私は…私が惨めな思いをしたのは、こいつ等のせいなんだ!!」

モントリアはメイリンを縛り付けている椅子の背を掴み、

「ああああああっ!!」

絶叫と共に、はるか下の舞台に…落とそうとしたが…。
その椅子を、ビロッディがしっかりと抑えたため、その企みは露と消えた。

「離せぇぇっ!!」

モントリアは剣を振り下ろすも、その剣は…ビロッディの体に届く寸前で、ドロテアに
止められる。

「もう本当に…いい加減にしなさい!!!」

モントリアの一瞬のスキを突き…一気に剣をモントリアの肩口に叩きつける。
アーマーにあたったそれは…衝撃だけでもすごかったようで、モントリアは後ろに下がった。

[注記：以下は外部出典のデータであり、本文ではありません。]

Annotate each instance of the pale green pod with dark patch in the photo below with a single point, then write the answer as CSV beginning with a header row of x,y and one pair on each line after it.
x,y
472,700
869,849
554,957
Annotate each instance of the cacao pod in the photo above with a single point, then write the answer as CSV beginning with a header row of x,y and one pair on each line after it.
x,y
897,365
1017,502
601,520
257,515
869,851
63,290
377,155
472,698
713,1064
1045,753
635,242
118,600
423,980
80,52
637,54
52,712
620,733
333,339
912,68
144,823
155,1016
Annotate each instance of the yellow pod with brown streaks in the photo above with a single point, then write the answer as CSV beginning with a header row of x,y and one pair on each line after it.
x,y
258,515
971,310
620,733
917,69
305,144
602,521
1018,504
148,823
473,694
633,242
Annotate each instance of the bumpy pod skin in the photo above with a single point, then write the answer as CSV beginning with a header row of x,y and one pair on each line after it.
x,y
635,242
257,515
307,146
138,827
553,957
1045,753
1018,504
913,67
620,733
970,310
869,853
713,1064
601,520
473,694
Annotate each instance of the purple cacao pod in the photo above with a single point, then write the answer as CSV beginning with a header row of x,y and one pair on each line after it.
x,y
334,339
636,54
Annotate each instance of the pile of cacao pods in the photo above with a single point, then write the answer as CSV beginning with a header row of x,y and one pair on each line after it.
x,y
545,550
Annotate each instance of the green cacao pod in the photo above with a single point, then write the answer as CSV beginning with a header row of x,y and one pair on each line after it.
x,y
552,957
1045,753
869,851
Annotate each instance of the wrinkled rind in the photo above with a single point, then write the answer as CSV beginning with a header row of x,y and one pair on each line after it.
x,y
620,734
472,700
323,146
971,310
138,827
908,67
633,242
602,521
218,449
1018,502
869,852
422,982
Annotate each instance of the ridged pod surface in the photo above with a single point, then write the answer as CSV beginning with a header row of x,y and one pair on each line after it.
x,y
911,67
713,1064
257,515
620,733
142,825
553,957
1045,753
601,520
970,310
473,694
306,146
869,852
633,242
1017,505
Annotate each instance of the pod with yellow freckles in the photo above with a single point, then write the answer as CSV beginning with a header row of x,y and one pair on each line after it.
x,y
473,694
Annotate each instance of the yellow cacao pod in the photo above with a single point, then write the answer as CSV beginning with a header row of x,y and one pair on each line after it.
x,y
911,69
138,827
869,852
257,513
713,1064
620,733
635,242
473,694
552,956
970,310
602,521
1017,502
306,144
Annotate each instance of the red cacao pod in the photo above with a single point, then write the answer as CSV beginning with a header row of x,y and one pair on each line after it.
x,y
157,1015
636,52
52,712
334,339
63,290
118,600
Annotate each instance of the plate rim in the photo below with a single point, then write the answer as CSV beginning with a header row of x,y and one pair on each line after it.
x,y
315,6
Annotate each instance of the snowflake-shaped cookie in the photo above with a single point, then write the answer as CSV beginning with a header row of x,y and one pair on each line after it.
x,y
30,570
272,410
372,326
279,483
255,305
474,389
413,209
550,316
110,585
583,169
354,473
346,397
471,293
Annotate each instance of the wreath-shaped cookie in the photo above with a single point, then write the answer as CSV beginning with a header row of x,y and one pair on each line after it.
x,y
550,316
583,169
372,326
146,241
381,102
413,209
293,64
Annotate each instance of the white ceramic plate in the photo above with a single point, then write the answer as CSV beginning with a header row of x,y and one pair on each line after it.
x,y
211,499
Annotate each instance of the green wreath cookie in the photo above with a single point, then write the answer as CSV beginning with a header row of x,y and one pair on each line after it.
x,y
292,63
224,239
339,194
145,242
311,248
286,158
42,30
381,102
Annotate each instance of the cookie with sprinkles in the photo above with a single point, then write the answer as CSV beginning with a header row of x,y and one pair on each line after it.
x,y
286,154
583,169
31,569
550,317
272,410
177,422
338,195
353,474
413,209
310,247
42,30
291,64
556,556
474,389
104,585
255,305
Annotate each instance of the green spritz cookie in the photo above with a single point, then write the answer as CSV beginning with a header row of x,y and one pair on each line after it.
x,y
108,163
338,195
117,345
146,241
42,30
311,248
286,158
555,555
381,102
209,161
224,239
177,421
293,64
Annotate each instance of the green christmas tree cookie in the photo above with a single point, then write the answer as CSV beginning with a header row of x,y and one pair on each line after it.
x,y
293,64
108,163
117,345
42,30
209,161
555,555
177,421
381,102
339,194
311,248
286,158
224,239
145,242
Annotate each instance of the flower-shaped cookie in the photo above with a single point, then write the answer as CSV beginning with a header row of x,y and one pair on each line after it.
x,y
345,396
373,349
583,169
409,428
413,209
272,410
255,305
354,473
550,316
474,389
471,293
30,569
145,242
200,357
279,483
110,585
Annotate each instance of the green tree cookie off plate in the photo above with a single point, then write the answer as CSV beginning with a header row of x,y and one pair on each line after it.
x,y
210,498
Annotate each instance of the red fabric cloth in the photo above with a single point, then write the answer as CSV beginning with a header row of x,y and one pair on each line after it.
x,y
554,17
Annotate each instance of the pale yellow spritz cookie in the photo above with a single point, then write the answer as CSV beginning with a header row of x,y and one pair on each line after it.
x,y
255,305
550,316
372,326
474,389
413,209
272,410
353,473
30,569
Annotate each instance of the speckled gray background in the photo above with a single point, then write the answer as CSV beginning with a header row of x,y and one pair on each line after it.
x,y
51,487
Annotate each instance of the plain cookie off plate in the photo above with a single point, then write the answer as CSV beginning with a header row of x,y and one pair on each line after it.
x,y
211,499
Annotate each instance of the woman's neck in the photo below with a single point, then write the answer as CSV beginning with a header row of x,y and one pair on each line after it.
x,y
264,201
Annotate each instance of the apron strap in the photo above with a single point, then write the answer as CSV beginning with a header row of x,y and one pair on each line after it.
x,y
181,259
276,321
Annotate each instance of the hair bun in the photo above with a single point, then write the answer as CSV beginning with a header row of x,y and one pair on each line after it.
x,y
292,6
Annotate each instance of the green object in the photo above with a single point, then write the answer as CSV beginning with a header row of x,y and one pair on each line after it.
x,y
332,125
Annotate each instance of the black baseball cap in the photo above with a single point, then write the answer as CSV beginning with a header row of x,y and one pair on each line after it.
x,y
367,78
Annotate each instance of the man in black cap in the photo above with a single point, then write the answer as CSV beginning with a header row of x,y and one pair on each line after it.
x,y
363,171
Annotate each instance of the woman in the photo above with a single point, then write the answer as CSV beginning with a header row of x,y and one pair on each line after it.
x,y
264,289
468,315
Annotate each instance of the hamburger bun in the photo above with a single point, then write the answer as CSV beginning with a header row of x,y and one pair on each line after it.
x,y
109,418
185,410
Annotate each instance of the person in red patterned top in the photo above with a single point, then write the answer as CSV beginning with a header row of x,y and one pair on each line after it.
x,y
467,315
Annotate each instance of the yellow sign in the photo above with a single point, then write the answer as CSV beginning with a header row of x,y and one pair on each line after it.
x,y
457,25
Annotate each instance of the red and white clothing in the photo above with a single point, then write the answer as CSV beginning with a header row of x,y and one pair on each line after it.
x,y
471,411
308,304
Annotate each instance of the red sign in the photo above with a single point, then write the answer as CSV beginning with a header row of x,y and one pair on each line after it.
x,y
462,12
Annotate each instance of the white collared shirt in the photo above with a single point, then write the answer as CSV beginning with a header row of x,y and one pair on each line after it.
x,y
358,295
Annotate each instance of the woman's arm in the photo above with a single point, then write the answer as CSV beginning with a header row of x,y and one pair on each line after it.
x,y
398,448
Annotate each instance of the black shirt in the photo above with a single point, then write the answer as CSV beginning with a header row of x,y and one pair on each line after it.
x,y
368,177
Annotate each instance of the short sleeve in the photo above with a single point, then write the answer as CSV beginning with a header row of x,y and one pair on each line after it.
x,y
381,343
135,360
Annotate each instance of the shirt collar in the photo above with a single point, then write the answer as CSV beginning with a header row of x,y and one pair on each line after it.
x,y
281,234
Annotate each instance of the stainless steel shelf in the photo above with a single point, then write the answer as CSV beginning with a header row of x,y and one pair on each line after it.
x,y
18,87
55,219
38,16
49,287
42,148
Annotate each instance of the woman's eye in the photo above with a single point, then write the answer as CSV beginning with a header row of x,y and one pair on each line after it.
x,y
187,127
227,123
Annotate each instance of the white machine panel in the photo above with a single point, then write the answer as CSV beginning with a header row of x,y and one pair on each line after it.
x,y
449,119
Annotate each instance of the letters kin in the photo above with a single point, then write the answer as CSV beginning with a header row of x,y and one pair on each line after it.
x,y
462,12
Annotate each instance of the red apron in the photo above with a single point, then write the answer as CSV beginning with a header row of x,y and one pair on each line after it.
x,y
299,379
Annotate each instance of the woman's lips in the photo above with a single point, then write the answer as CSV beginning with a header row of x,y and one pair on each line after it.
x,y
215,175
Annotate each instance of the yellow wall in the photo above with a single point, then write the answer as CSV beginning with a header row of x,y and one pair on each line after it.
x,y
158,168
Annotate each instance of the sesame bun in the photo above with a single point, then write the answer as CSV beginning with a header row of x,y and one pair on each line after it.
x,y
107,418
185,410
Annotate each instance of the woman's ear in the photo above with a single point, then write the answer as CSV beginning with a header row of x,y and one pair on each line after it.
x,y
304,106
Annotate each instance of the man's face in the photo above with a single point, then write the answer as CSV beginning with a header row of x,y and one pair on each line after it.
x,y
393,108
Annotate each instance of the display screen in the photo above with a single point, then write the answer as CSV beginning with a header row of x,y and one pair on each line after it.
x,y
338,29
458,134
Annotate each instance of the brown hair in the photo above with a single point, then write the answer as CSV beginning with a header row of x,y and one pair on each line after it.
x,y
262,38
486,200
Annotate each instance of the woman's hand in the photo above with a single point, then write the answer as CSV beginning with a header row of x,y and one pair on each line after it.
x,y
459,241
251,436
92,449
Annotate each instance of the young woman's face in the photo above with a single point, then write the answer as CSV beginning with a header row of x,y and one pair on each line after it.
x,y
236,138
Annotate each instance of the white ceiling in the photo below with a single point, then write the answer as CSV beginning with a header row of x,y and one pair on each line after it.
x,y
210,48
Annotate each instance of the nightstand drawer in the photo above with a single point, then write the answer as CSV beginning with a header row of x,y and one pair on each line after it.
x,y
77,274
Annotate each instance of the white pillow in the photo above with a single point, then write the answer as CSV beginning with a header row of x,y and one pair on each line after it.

ビロッディはその機を逃さず、メイリンを椅子ごと、ギリアムの後ろへ。

ドロテアとモントリアは…何度も剣激を繰り返すが、結局…。
最初の肩口への一撃が利いていたのか、モントリアの剣は…その手を離れ、床へと落ちた。

「確保ぉ!!!」

それと共に、ギリアムの声が響き…。
スペードとジェードが、モントリアをおさえる。

「ここは任せた!!私は…フィリーの所に行く」

ロープをテラスの手すりに引っかけたかと思ったら…。
それを使って、一気に急降下。

レンジャー部隊顔負けの、素早さと機敏さである。

「メイリン様!!」

ドロテアが…メイリンの縄を解いてやる。

「ドロテアぁ~」

泣きながら縋りつくメイリンの体を、さすってやりながら、

「もう大丈夫ですよ」

優しく語り掛ける。

「私…私、そんなつもりじゃなかった…。
ドロテアにも…モントリアにも…幸せになって欲しくて…それだけ…。
酷い事するつもり…無かった…」

「わかっています…。
とにかく今は…体と心を休めましょう…。
そして…回復したら、ゆっくりとお話しましょう…」

ドロテアの声に安心したのか…メイリンはそのまま倒れてしまった。

モントリアは…まだ騒ぎたりないと言いたげに、抑えつける両者を睨んでいたが…。
猿ぐつわをされているので、その言葉が聞こえる事は…無かった。